Oil behemoth BP continues to profit from high energy prices, reporting this morning underlying earnings of £4 billion for the quarter to April. The performance fell from last year’s high, but beat analysts’ forecasts.
Though BP’s second best quarterly return for a decade, today’s result is down nearly a fifth from its record posted in the same quarter in 2022, reflecting recent drops in wholesale energy prices, slowing after last year’s Ukraine-fuelled surge.
BP says it earns only 10% of its profits in the UK. It repeated today that it has paid £ 800 million in UK taxes since chancellor Rishi Sunak last year bowed to pressure & introduced an Energy Profits Levy.

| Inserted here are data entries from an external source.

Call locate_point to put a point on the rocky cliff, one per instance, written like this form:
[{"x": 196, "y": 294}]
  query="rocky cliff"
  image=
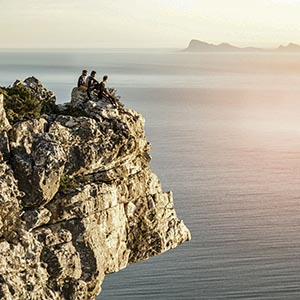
[{"x": 78, "y": 199}]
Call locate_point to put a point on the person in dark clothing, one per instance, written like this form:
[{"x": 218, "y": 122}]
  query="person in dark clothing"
[
  {"x": 102, "y": 88},
  {"x": 92, "y": 83},
  {"x": 81, "y": 83}
]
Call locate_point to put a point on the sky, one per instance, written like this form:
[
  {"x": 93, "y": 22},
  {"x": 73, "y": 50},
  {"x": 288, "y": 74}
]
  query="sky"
[{"x": 147, "y": 23}]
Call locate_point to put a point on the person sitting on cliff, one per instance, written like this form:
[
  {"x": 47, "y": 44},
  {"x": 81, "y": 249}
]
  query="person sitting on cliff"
[
  {"x": 81, "y": 83},
  {"x": 92, "y": 83},
  {"x": 104, "y": 93}
]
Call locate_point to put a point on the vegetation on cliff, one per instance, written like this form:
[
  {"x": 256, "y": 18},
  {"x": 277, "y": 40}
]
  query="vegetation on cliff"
[{"x": 20, "y": 103}]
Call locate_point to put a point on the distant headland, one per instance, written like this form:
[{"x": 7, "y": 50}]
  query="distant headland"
[{"x": 200, "y": 46}]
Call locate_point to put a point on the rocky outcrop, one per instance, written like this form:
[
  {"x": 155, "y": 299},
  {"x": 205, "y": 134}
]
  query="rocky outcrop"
[{"x": 78, "y": 200}]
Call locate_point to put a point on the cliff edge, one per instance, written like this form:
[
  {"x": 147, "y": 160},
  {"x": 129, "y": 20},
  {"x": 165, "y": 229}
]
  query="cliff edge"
[{"x": 78, "y": 199}]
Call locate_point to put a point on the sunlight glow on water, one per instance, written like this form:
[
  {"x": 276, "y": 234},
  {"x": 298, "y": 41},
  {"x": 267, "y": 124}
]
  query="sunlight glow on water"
[{"x": 225, "y": 134}]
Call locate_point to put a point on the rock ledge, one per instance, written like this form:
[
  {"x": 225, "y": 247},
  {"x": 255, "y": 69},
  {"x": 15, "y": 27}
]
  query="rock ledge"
[{"x": 78, "y": 200}]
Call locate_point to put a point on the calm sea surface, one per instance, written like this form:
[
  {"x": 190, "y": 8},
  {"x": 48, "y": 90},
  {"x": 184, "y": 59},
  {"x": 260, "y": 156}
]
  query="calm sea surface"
[{"x": 225, "y": 131}]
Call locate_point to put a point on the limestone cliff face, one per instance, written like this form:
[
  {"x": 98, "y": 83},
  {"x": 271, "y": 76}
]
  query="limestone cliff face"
[{"x": 78, "y": 201}]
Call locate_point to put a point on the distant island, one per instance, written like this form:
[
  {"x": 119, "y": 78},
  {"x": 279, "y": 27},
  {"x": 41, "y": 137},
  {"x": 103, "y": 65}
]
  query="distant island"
[{"x": 200, "y": 46}]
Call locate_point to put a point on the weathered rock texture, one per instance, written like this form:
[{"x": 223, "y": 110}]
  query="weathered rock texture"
[{"x": 78, "y": 201}]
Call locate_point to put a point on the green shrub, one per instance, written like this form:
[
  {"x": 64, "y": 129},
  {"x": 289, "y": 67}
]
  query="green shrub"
[{"x": 21, "y": 104}]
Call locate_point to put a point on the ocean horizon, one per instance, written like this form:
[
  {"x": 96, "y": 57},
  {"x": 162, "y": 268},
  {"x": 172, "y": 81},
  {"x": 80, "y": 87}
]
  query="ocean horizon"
[{"x": 225, "y": 132}]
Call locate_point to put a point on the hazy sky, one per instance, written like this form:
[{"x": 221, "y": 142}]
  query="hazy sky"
[{"x": 147, "y": 23}]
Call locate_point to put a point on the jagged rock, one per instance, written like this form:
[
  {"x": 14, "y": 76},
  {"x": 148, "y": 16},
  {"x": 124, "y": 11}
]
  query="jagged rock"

A nominal 75% top rate of tax confronts North Sea operators, made up of standard corporation tax, an additional 10% supplementary, plus the windfall. But generous tax breaks on upgraded and new equipment allow BP and its peers to minimise tax exposure.
The multinational cited strong performance in its gas or oil trading units, plus lower costs of refining, as causes for the near-record profits.
BP chief executive Bernard Looney, pictured, said: “This has been a quarter of strong performance and strategic delivery as we continue to focus on safe and reliable operations.”
The company will maintain its dividend and buy back a further $1.25 bn in shares, after $2.25 billion bought back in the previous quarter. BP’s share price dropped by 4% in early LSE trading. Shell will report on Thursday.
Last week climate activists demonstrated at BP’s annual meeting, angered at its weakening of commitments to fight climate change.
Labour called for a toughening of the windfall curbs. Shadow energy secretary Ed Miliband said: “The Tory windfall tax is still full of get-out clauses, with billions being bunged at oil and gas companies in special subsidies not available in any other part of the energy sector.”
TUC general secretary Paul Nowak told the Guardian “These eye-watering profits are an insult to working families as millions struggle with sky-high bills.
“The government has left billions on the table by refusing to impose a proper windfall tax on the likes of BP. And even now ministers are refusing to take action to fix our broken energy market and stop this obscene price gouging”.
Amid £2.9bn of worldwide investments in the quarter, BP this month paid developer Harbour Energy for a 40% stake in its Viking CCS project. Repurposing depleted gasfields off the Humberside coast, it aims to meet up to a third of the UK’s annual target of capturing 30 million tonnes of carbon dioxide by 2030.